Abstraite : la règle s’applique à tous. Pour cela, elle ne désigne pas des personnes nommément. Elle est donc impersonnelle pour être commune à tous (≠ décisions qui sont des mesures individuelles). Cette impersonnalité se perçoit comme une garantie contre l’arbitraire.
Obligatoire et coercitive : la règle de droit s’impose, exception faite des règles supplétives ou dispositives auxquelles on peut déroger (≠ règles impératives). Ce caractère obligatoire se fonde sur l’existence de sanctions. C’est la sanction qui permet d’en garantir son respect. De fait, la règle est obligatoire car son respect peut être imposé par un renvoi devant un tribunal. Ces sanctions sont étatiques. La règle de droit est donc coercitive. Elle devient une contrainte sociale par cette existence de sanctions éventuelles. Ces sanctions peuvent être appliquées à travers le recours à la force publique. Elles peuvent imposer l’exécution d’une obligation, imposer une réparation ou punir un comportement infractionnel. Toutefois, il ne faut pas omettre le rôle préventif de la sanction, qui permet – par cette « peur du gendarme » – de permettre le respect de la règle de droit… Notons que certaines règles ne comportent pas de sanctions (exemple de la loi du 9 juin 1999 qui demande aux établissements scolaires de ne pas obtenir du matériel fabriqué avec de la main d’œuvre enfantine), ce qui rend difficile leur distinction avec une règle morale.

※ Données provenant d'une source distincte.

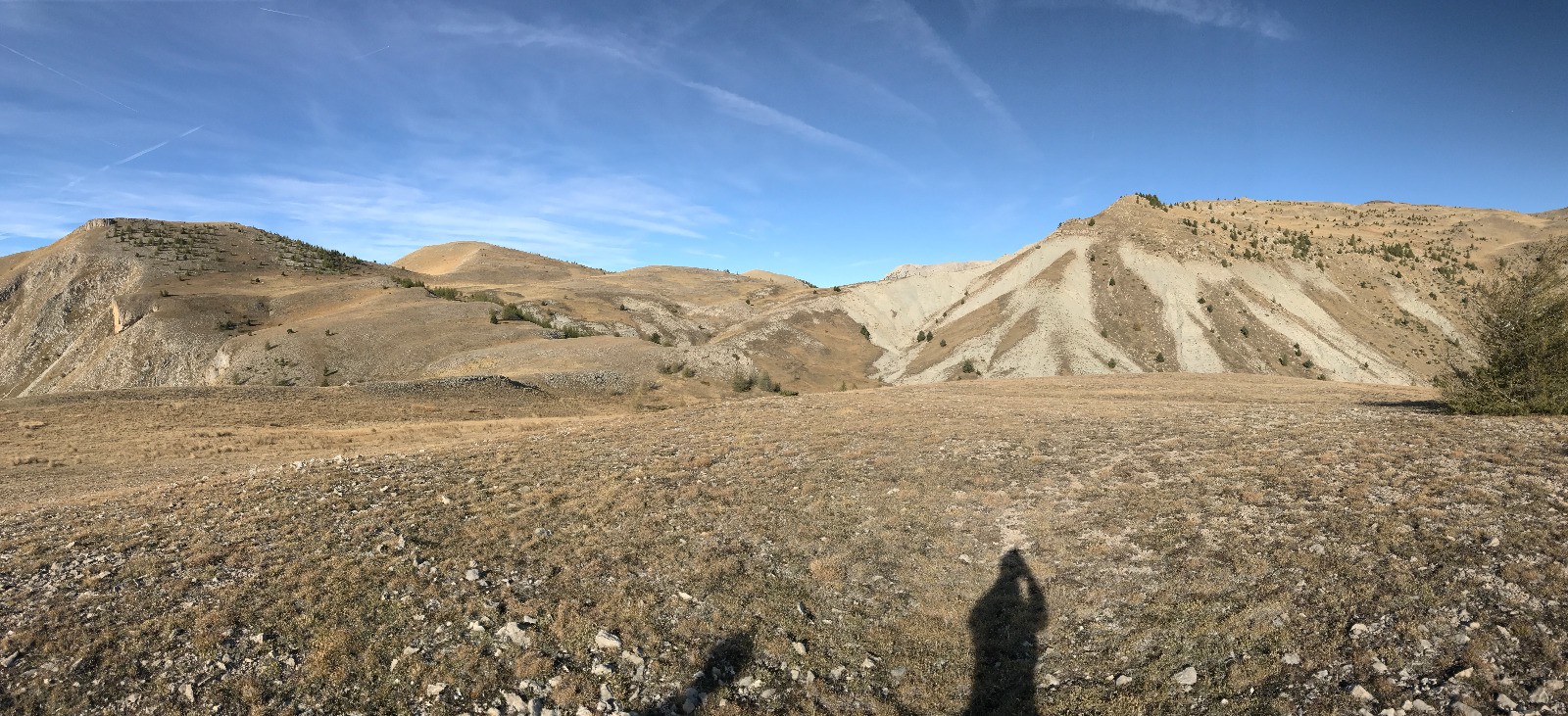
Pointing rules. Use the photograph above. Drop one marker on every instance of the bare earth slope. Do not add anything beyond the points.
(1368, 293)
(1184, 544)
(1361, 293)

Nécessité : les rapports sociaux qui organisent la vie de l’homme en société se fondent sur le droit. En son absence, se serait la loi du plus fort qui s’appliquerait. La règle de droit assure donc la sécurité, l’ordre et la justice en société.
Permanente : la règle de droit est considérée comme permanente, jusqu’à son abrogation. Cependant, l’inflation juridique actuelle rend ce caractère assez obsolète. L’exemple des réformes récentes de la procédure pénale semble facilement l’illustrer. On envisage de supprimer le juge d’instruction alors que la réforme sur les pôles d’instruction n’a pas encore été mise en œuvre …
Le droit n’est pas le seul système imposant des normes, c’est-à-dire qui imposent aux individus des règles de conduite sous la contrainte.
On peut citer à côté la morale, la politesse, l’éthique et la religion.
La morale se fonde sur un rapport d’opposition entre le bien et le mal. Elle se base sur la conscience de chacun.
La morale et le droit possèdent des règles communes : l’honnêteté, la dignité de la personne humaine…
La morale et le droit possèdent aussi des différences. La morale vise l’élévation de l’homme, c’est-à-dire son perfectionnement personnel. Elle impose des devoirs à l’homme à travers l’énonciation de grands principes. Le droit vise à sauvegarder l’ordre social, soit son rapport de vie dans la société, à travers l’exposé de règles neutres et précises. Les sanctions sont aussi largement différentes puisqu’elles sont psychologiques pour les règles morales (le remords par exemple), mais contraignante pour le droit (emprisonnement par exemple).
L’éthique, proche de la morale par un même renvoi à l’idée de mœurs, s’en distingue par une idée de but à atteindre.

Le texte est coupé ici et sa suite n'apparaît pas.